Sailing the Solar System
People think it s cool that I’m working on a proposal for a major new NASA Venus mission. But when they ask when it will launch and I answer, “If we’re lucky, perhaps around 2020,” they suddenly appear less enthusiastic, like I’m describing a crazy pipe dream.
Maybe you have to be a little bit crazy to do this for a living. At the very least, you need to be comfortable with delayed gratification. Interplanetary spacecraft take a lot of time and work before any metal is cut, and most of them go nowhere. We spend years designing, proposing, and planning missions that never get selected for funding and so never make it anywhere near a launch pad.
Because there is no wiggle room in planetary orbits, these projects, once selected, cannot slip schedule without consequence. There is precious little chance of fixing any mistake discovered after launch. If you make it to launch, you get to enjoy moments of intense anxiety as something you’ve poured years of your life into sits on the pad on a stack of rockets loaded with enough fuel to blow it into shrapnel.
At a time when jet travel has shrunk our home planet to within a day’s travel time, planetary exploration requires timescales, and levels of patience, more characteristic of an earlier era of oceanic exploration.
Charles Darwin was the naturalist on board the HMS Beagle from 1831 to 1836. His 5-year mission was to explore the strange new worlds of South America and the Pacific, seeking out and cataloguing new life. His discoveries and insights on this voyage repositioned humanity within the web of life on Earth. Now, less than two centuries later, we’re exploring other planets, searching for other sites of Darwinian evolution.
Cassini, the crown jewel of NASA’s current interplanetary fleet, took 7 years after a 1997 launch to reach the Saturn system. The timescales required for sailing ships to cross tens of thousands of miles of ocean in Darwin’s day, and for unmanned spaceships to cross hundreds of millions of miles of interplanetary space today, are similar.
Long voyages across empty seas were often punctuated by brief stays in exotic new places. Today, after the adrenaline rush of launch comes the long, lonely interplanetary cruise – only a year or so for the inner planets but a great deal longer for the outer planets – sometimes briefly broken by an exciting encounter with a planet or asteroid. No wonder that some of our interplanetary spacecraft are named Mariner, Viking, Magellan, and Beagle.

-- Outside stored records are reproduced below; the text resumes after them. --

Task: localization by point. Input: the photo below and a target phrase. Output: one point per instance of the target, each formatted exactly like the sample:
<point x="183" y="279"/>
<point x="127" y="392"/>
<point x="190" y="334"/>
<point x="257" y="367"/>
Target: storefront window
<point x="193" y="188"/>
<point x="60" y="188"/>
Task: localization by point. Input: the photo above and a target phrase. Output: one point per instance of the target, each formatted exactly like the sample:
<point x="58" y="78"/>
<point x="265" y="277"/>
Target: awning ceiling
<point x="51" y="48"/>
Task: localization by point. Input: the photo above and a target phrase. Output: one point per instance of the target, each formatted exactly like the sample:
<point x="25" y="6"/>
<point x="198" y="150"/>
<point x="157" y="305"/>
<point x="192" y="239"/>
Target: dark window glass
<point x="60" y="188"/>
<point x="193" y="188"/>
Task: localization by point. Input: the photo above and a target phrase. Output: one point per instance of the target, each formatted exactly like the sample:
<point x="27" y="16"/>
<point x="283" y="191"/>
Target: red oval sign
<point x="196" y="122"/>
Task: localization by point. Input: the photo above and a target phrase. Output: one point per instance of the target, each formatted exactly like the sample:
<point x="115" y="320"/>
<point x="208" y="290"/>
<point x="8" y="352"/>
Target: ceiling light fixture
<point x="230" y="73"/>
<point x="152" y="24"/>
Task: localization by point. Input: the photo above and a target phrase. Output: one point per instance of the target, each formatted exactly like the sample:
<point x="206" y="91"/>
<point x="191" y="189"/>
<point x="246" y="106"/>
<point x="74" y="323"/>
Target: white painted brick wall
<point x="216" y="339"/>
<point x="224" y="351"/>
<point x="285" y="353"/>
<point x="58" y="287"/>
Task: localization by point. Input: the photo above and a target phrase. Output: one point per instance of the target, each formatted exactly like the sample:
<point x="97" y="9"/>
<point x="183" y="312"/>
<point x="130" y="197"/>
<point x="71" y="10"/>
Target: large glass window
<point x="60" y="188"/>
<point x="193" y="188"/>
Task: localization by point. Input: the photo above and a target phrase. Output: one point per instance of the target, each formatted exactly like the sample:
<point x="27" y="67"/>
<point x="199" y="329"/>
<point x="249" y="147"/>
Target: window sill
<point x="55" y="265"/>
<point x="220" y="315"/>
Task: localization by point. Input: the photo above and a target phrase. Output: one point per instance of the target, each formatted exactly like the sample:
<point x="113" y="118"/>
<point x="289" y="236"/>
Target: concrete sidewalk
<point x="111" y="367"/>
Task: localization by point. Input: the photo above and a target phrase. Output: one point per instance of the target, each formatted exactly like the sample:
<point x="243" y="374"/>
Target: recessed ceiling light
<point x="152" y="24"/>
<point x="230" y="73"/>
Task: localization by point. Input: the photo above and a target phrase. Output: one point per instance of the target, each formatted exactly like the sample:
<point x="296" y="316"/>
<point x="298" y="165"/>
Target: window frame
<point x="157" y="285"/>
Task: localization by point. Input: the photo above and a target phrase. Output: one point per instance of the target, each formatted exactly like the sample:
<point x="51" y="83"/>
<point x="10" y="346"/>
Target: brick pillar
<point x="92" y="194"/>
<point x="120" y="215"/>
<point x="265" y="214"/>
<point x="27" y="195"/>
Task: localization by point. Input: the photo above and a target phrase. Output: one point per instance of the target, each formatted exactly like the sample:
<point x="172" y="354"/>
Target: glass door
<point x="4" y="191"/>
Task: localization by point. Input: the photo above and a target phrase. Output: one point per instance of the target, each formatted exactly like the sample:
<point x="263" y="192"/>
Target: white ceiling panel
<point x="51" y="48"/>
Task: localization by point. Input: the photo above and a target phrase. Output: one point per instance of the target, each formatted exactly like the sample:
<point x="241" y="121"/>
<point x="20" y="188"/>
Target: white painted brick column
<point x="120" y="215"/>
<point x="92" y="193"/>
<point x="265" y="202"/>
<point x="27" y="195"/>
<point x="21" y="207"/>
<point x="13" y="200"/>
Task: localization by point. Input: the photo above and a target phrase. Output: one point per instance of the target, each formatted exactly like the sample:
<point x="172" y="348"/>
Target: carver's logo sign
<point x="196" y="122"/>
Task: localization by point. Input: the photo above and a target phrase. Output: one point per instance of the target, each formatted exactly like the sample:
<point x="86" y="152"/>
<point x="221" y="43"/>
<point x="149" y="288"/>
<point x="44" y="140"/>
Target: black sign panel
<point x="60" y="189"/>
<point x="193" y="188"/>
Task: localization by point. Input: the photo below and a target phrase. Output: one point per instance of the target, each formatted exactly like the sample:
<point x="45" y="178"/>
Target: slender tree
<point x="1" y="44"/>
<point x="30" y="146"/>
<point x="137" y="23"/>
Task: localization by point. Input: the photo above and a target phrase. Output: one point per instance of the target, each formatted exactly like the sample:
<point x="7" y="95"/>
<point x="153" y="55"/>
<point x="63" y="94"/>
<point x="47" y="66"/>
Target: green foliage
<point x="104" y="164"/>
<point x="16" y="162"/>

We desktop explorers don’t have to leave home for years and wonder if we’ll ever see our loved ones again. But there is real risk involved, and sacrifice. People put significant fractions of their lives into missions that might, or might not, return data while they’re still alive. Even when things seem like they’re going right, we can still experience a catastrophic failure at any moment.
The payoff during the long years of proposing and planning is that we still get to do work that is mostly fun and interesting and enjoy being part of a community committed to exploration. And we do not endure harrowing storms, high seas, and years of isolation. Even on days when I put in long hours in meetings, telecons, report writing, calculating, and consultation, I can still go home, sit on the couch, watch Star Trek re-runs, and dream of future planetary encounters.